Closed keteflips closed 5 months ago
Hey,
In the meantime, I also believe that something is happening here with the CPU usage. After a HA restart, it is norm again at first and then the CPU load increases again. I have not yet tried to find out the cause.
Von meinem iPhone gesendet
Hans Moggert
Am 28.04.2024 um 13:27 schrieb keteflips @.***>:
First of all, I love this integration, and this is not hate, my theory has strong foundations.
I have my HomeAssistant motorized with Zabbix, and I started suffering random crashes. All I can see it's that around every hour the CPU consumption goes crazy and HA restart...

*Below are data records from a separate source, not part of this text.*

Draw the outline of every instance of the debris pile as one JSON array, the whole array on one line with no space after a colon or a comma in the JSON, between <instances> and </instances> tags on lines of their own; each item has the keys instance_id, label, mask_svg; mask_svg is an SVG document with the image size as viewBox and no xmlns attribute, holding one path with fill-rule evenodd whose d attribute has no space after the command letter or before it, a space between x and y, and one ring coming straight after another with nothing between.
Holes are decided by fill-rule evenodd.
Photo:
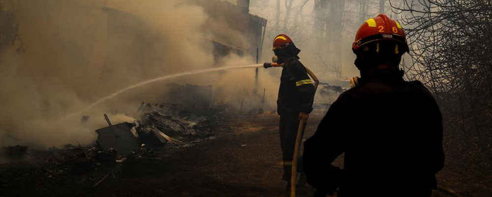
<instances>
[{"instance_id":1,"label":"debris pile","mask_svg":"<svg viewBox=\"0 0 492 197\"><path fill-rule=\"evenodd\" d=\"M69 183L66 187L80 188L117 184L142 170L160 170L149 166L161 163L166 155L184 146L230 131L220 124L224 117L230 117L225 114L234 112L230 107L220 105L200 114L186 108L182 104L142 102L140 120L115 124L105 114L108 126L96 130L96 141L87 146L68 144L45 151L3 147L0 156L8 160L0 164L0 190L31 181ZM91 121L85 116L81 124Z\"/></svg>"}]
</instances>

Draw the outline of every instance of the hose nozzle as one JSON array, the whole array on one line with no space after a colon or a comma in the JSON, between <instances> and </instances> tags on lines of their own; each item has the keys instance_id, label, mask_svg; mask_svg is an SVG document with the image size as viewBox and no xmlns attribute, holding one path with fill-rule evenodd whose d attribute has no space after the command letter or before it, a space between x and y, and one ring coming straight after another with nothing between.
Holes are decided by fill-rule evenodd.
<instances>
[{"instance_id":1,"label":"hose nozzle","mask_svg":"<svg viewBox=\"0 0 492 197\"><path fill-rule=\"evenodd\" d=\"M263 67L268 68L271 67L282 67L283 65L283 63L278 64L277 63L265 63L263 64Z\"/></svg>"}]
</instances>

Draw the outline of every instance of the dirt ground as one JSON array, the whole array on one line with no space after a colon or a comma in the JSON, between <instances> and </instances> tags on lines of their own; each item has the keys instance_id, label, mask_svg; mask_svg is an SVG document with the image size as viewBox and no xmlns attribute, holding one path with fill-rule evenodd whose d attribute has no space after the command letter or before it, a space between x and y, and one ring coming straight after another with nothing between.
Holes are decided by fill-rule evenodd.
<instances>
[{"instance_id":1,"label":"dirt ground","mask_svg":"<svg viewBox=\"0 0 492 197\"><path fill-rule=\"evenodd\" d=\"M313 134L320 118L310 119L305 138ZM172 151L164 149L157 153L161 159L127 165L96 187L82 183L95 183L100 177L88 181L77 176L53 179L21 173L15 183L0 187L0 196L285 196L277 123L275 114L231 120L217 128L221 131L215 135ZM341 160L336 162L341 165ZM440 186L465 197L492 196L492 173L477 176L453 166L452 160L447 161L437 176ZM313 192L307 186L299 196ZM433 196L451 196L437 192Z\"/></svg>"}]
</instances>

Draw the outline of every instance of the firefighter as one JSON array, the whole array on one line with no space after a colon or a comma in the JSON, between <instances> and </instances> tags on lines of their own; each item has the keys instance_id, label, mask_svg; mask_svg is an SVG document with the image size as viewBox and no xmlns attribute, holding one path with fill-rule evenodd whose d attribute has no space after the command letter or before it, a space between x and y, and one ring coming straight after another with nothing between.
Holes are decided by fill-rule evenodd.
<instances>
[{"instance_id":1,"label":"firefighter","mask_svg":"<svg viewBox=\"0 0 492 197\"><path fill-rule=\"evenodd\" d=\"M331 105L304 144L315 196L430 197L444 165L437 103L399 68L405 33L384 14L366 21L352 45L361 77ZM344 153L343 169L332 165Z\"/></svg>"},{"instance_id":2,"label":"firefighter","mask_svg":"<svg viewBox=\"0 0 492 197\"><path fill-rule=\"evenodd\" d=\"M280 115L279 131L284 170L282 179L287 182L289 191L296 135L300 120L307 121L312 111L314 86L306 68L299 61L297 55L301 50L296 47L289 36L285 34L276 36L273 50L275 54L274 62L283 65L277 99L277 113ZM265 67L271 65L270 63L264 65ZM298 164L298 171L301 175L298 187L306 184L302 166L301 164Z\"/></svg>"}]
</instances>

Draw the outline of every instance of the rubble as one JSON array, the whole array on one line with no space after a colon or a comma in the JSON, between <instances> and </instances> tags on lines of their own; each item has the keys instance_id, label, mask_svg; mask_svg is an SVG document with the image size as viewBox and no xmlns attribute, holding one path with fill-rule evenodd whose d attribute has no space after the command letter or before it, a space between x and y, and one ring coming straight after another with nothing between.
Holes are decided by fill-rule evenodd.
<instances>
[{"instance_id":1,"label":"rubble","mask_svg":"<svg viewBox=\"0 0 492 197\"><path fill-rule=\"evenodd\" d=\"M131 153L140 147L140 143L131 132L133 125L128 123L111 125L95 131L98 134L97 145L102 150L113 148L118 155Z\"/></svg>"}]
</instances>

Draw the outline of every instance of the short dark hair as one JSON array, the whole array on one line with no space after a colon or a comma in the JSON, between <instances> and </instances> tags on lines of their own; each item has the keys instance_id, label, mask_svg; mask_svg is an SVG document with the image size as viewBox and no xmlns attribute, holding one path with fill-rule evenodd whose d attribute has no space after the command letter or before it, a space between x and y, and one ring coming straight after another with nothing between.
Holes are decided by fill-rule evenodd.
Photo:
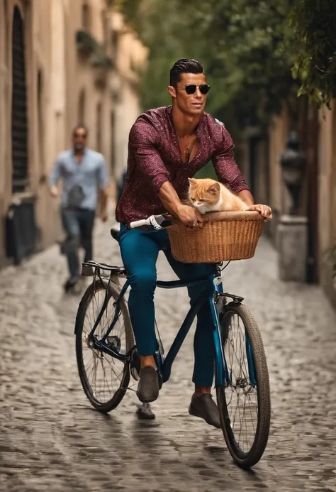
<instances>
[{"instance_id":1,"label":"short dark hair","mask_svg":"<svg viewBox=\"0 0 336 492\"><path fill-rule=\"evenodd\" d=\"M175 89L177 87L177 82L181 81L182 73L204 73L204 70L198 60L194 58L178 60L170 70L170 85Z\"/></svg>"},{"instance_id":2,"label":"short dark hair","mask_svg":"<svg viewBox=\"0 0 336 492\"><path fill-rule=\"evenodd\" d=\"M76 126L72 130L72 136L73 137L75 136L77 130L79 130L79 129L82 129L83 130L85 130L85 135L86 135L86 136L87 136L88 131L87 131L87 128L85 126L85 125L76 125Z\"/></svg>"}]
</instances>

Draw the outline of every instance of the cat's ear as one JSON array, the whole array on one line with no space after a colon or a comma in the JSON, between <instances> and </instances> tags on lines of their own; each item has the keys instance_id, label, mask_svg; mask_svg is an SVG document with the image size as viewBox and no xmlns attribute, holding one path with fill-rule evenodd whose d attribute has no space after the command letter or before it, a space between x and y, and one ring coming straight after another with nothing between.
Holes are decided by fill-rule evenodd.
<instances>
[{"instance_id":1,"label":"cat's ear","mask_svg":"<svg viewBox=\"0 0 336 492\"><path fill-rule=\"evenodd\" d=\"M220 185L219 182L215 182L213 185L211 185L211 186L209 186L208 191L209 193L211 193L211 195L218 195L220 191Z\"/></svg>"}]
</instances>

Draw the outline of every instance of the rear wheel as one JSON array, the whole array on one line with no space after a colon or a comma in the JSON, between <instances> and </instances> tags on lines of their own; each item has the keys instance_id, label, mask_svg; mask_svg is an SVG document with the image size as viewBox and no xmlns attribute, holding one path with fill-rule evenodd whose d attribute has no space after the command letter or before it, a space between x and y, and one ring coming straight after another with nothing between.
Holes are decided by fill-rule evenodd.
<instances>
[{"instance_id":1,"label":"rear wheel","mask_svg":"<svg viewBox=\"0 0 336 492\"><path fill-rule=\"evenodd\" d=\"M246 306L231 302L220 315L229 383L216 388L223 432L236 463L250 468L265 449L271 418L269 381L257 322Z\"/></svg>"},{"instance_id":2,"label":"rear wheel","mask_svg":"<svg viewBox=\"0 0 336 492\"><path fill-rule=\"evenodd\" d=\"M98 324L95 335L103 338L113 319L115 301L120 288L110 283L96 280L86 289L76 317L76 355L78 371L83 389L91 405L103 412L116 408L122 400L130 382L128 362L94 349L89 335L107 295L107 305ZM128 310L124 299L120 303L120 313L116 325L107 339L108 344L121 354L125 354L135 345Z\"/></svg>"}]
</instances>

image.png (view on web)https://github.com/fdebrus/hayward-ha/assets/22074069/2a83fba7-79c7-4056-b6b2-6b2681ebe744
I checked all and tested all, I do a lot of test, and finally I can see in the logs that every time the CPU usage peaks this component its refreshing the token.
2024-04-26 10:37:44.678 INFO (MainThread) [custom_components.aquarite.aquarite] Token expired, refreshing...
I disabled this component and the issue disappears.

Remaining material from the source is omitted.